Day 8: The Goldfish much better again and eating well. He is one tough cookie. I have no idea what gives him the strength to fight back so hard – but fight back he does. We had a chance to speak to a doctor. He said the seizures are part of the dementia and they will put the Goldfish on an epilepsy drug. We discovered during the course of the conversation the Goldfish had had more than one seizure since admission – but no one had told us. The MRI is now not considered necessary. The doctor made a note that the catheter should be removed.

Fingers crossed we’ve turned a corner.


12 thoughts on “My Dad’s a Goldfish – Hospital continued

  1. This is one of the (many) incredibly frustrating things about being caregiver for dementia patients. You have to practically have a medical degree yourself.

    I particularly loved “He is the most diplomatic, Wee-sis comes next in the diplomacy ranking – I come nowhere.” And yet it was you who made things happen. Well done.

    Liked by 1 person

    • I was talking to Wee-sis tonight and we decided diplomacy is not very useful in such situations. Although I didn’t much like the hate waves which rolled towards me whenever I set foot in the ward.

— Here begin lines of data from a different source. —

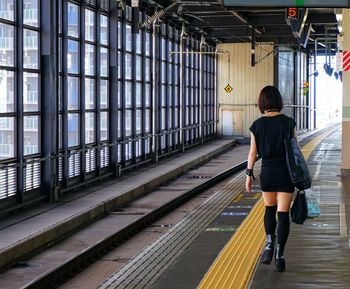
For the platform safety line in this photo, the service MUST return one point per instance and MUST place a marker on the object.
(342, 221)
(234, 267)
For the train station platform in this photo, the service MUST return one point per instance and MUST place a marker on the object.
(26, 231)
(226, 255)
(216, 245)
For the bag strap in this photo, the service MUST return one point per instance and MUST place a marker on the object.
(290, 128)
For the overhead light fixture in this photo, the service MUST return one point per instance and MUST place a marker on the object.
(183, 34)
(339, 15)
(203, 42)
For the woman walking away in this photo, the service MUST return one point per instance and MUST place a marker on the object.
(267, 139)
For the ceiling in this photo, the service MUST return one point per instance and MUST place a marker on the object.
(220, 24)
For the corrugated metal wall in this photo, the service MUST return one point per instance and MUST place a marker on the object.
(234, 68)
(292, 74)
(285, 81)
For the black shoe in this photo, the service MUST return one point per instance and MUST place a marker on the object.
(280, 262)
(267, 254)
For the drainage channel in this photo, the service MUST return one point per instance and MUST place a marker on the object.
(146, 267)
(73, 255)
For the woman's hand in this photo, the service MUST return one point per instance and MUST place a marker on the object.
(248, 184)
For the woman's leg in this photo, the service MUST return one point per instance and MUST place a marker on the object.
(270, 200)
(283, 205)
(270, 226)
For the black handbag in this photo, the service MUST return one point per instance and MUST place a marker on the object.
(296, 164)
(298, 211)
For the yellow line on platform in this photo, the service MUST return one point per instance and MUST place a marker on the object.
(234, 266)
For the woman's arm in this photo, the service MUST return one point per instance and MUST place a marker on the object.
(251, 161)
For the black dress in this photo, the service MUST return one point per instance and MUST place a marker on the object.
(270, 132)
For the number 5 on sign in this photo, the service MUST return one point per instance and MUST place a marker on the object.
(292, 13)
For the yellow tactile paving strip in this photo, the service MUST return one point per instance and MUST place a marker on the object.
(234, 266)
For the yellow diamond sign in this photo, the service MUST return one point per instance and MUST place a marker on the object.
(228, 88)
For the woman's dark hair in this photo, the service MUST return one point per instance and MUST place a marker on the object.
(270, 99)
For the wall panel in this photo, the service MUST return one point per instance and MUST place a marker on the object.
(234, 68)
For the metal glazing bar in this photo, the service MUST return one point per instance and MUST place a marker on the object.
(82, 92)
(19, 98)
(97, 88)
(113, 85)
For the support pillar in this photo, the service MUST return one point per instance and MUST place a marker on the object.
(346, 98)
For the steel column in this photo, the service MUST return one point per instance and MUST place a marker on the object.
(49, 89)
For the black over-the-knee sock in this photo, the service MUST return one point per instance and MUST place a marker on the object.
(283, 228)
(270, 220)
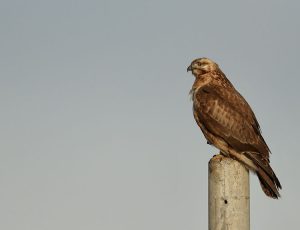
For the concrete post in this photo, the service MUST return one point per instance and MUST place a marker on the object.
(228, 195)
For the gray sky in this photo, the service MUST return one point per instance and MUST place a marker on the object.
(97, 129)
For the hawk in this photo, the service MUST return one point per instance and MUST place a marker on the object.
(228, 122)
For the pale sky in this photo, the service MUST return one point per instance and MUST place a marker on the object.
(96, 123)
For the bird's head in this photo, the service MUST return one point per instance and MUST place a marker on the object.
(201, 66)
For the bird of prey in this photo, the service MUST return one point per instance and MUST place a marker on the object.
(228, 122)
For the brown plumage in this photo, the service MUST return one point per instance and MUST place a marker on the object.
(228, 122)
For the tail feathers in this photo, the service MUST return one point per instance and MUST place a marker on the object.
(267, 178)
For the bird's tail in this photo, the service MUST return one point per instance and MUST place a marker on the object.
(267, 178)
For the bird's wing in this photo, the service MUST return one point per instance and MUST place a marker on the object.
(225, 113)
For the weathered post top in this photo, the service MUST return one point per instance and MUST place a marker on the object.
(228, 194)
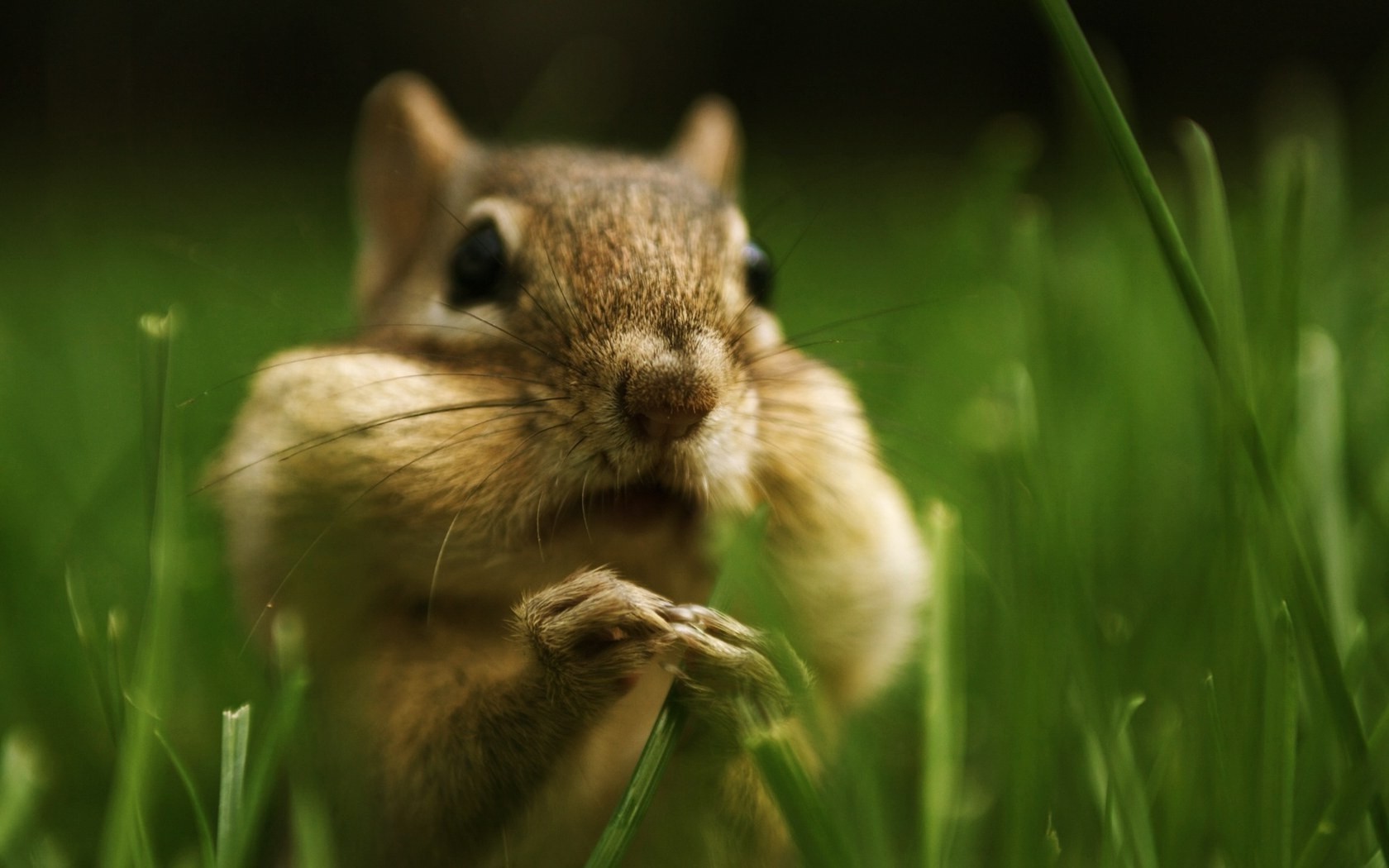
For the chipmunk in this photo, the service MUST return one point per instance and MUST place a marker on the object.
(490, 508)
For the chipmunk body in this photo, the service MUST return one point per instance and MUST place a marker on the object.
(486, 508)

  2. Diplomacy these days has to go out of the window as far as hospitals are concerned. Unless you are prepared to push yourself forward and more or less demand things happen then nothing will, I’ve found that out to my cost. I was surprised that you let your other half do the talking, I thought that funny. I can imagine the scene lol.
    Your dad was a fighter and I think that’s how he hung on in the admissions ward, because he refused to give in, I hate to think of him being in pain and not really knowing if he was or not. Stupid bloody nurses, could they not see? Sometimes it makes my blood boil. There are a lot of good nurses, but there are a lot of incompetent ones too.

    Liked by 1 person

    • Hello Ruth. I think I should have gone on assertiveness training courses to learn how to get my point across without becoming angry or sarcastic.
      You are right, there are a lot of good nurses but, unfortunately, it is the bad ones which stay in our memories.


    • Thanks for commenting. I’m sure we have shared many similar experiences – and that is what is so worrying. Nothing ever seems to change in the institutional culture on the wards.


  3. This brought back memories of dealing with my mother in her last years. The in and out of hospital. I generally found the nurses here were great. The doctors–hospitalists who paid no attention–were more the problem. But the result was the same–needing to stay on top of information and situations I was ill-equipped to handle. It sounds as if you did a great job. And it is great you have others involved. So glad he’s on the mend.

    Liked by 1 person

    • I think we are all ill-equipped at times in that we are always playing catch up, learning about dementia as we go along. But, whereas we make efforts to learn as much as we can about the condition and particularly how it affects the person we are caring for we felt that very often (not always, of course) nursing staff felt no need to learn anything new. They rarely seemed to see dad as an individual with particular needs, likes and dislikes – he was a dementia patient and they’d ‘done’ dementia training. I still feel myself getting cross about it.
      I’m pleased you like the photos. I must scan some more – I have boxes of them to sort out.


    • When I was small I used to think my dad looked like Prince Philip whose picture was on a tea caddy. I asked him once if they were related – he howled with laughter! When I grew up I no longer saw any resemblance to Philip but I did think my dad was a good looking man.


  4. Oh, Mary, I really am feeling for you. As I said before I went through all this last year with my mother. Nurses who think they know best, having to fight to get her seen by a Doctor, the seizures, the ups and downs on how she was doing.
    I’m thinking about you.
    Take care.

    Liked by 1 person

    • Thanks, Hugh. It’s the ‘nurses who think they know best’ which drive me to despair. There’s something going wrong in the training process I think. Don’t know how it can be changed for the better.